Estão banidos os supermaiôs da natação norte-americana. Neste sábado, 19/Setembro, mais de 400 delegados representando os 50 estados decidiram vetar a utilização da roupa nas competições organizadas pela USA Swimming, órgão máximo da natação nos Estados Unidos. Será que criou-se, realmente, uma tendência? Se sim, em breve a Federação Internacional de Natação deverá discutir o assunto.Apesar da reviravolta causada na natação americana, o buraco é mais embaixo. Bem maior, para ser exato. O assunto não é exclusivo da natação.
Em diversos esportes vemos a influência da tecnologia nos resultados: roupas especiais, calçados, equipamentos levíssimos de última geração, enfim, uma gama de recursos cada vez mais explorados pelos esportistas que detém um orçamento "mais generoso".

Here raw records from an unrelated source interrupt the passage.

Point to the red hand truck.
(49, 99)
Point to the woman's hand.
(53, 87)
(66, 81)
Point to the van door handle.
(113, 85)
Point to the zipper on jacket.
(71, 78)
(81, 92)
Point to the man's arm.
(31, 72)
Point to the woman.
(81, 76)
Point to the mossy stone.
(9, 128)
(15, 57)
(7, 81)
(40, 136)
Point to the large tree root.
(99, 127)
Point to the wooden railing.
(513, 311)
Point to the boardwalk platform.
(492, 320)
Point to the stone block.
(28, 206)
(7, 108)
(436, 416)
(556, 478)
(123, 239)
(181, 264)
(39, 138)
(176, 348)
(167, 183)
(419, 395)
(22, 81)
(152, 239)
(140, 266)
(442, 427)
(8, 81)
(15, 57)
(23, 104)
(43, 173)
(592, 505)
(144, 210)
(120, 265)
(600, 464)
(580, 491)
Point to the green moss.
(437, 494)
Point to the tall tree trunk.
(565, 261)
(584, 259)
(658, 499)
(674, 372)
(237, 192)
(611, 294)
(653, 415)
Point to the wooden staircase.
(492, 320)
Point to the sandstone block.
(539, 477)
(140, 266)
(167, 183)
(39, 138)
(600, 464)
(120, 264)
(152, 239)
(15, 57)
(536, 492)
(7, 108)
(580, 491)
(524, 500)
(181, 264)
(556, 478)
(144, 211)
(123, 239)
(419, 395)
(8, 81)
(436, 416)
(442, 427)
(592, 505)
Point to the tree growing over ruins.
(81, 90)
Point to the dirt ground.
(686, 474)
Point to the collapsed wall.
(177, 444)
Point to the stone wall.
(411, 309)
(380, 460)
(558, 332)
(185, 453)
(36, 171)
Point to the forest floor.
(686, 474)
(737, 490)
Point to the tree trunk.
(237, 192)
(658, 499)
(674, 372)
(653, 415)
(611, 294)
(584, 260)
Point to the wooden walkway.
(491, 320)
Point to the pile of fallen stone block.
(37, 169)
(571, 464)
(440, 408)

Cabe às entidades organizadoras colocar um limite e estabelecer regras o mais rápido possível, sob pena de uma fuga coletiva do esporte. O que importa é participar sim, mas vencer é indiscutivelmente o incentivo maior.
É frustrante entrar em uma competição sabendo que você não veste a melhor roupa disponível, sua raquete não é das mais leves, a chuteira não oferece a mesma vantagem ou sua bike pesa muito mais que as dos adversários. E não pára por aí: mesmo no esporte amador, a correria tecnológica acontece e ainda mais desenfreada.

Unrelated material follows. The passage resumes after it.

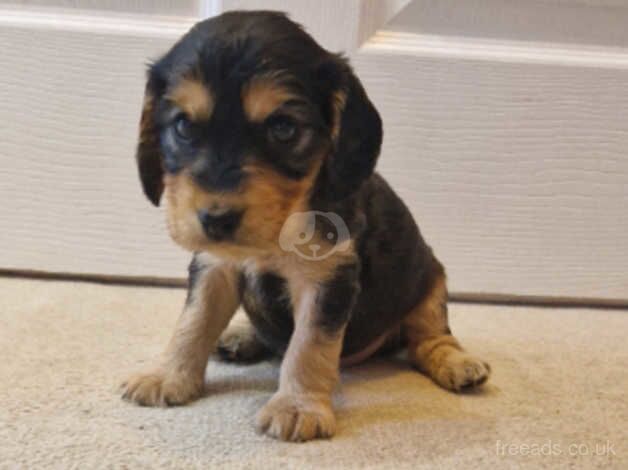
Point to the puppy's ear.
(356, 131)
(148, 155)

Se o que determinar o vencedor na maioria dos casos for a tecnologia (cara) empregada, então é bastante provável saber quem vencerá. Perde-se a imprevisibilidade, o espetáculo e a graça.
Outro dia, Fininho comentava em seu blog que o tênis é apontado como esporte elitista. Infelizmente, está aí a diferença social está aí e fazendo-se perceber independente da modalidade.
O esporte engrandece o homem e sempre foi missão do esporte promover a igualdade, a superação do homem por ele mesmo em igualdade de condições. Por isso que cobramos investimentos do Estado nesta área.
Resta saber se as federações e outras organizações esportivas ainda têm este objetivo. Parece que a USA Swimming tem.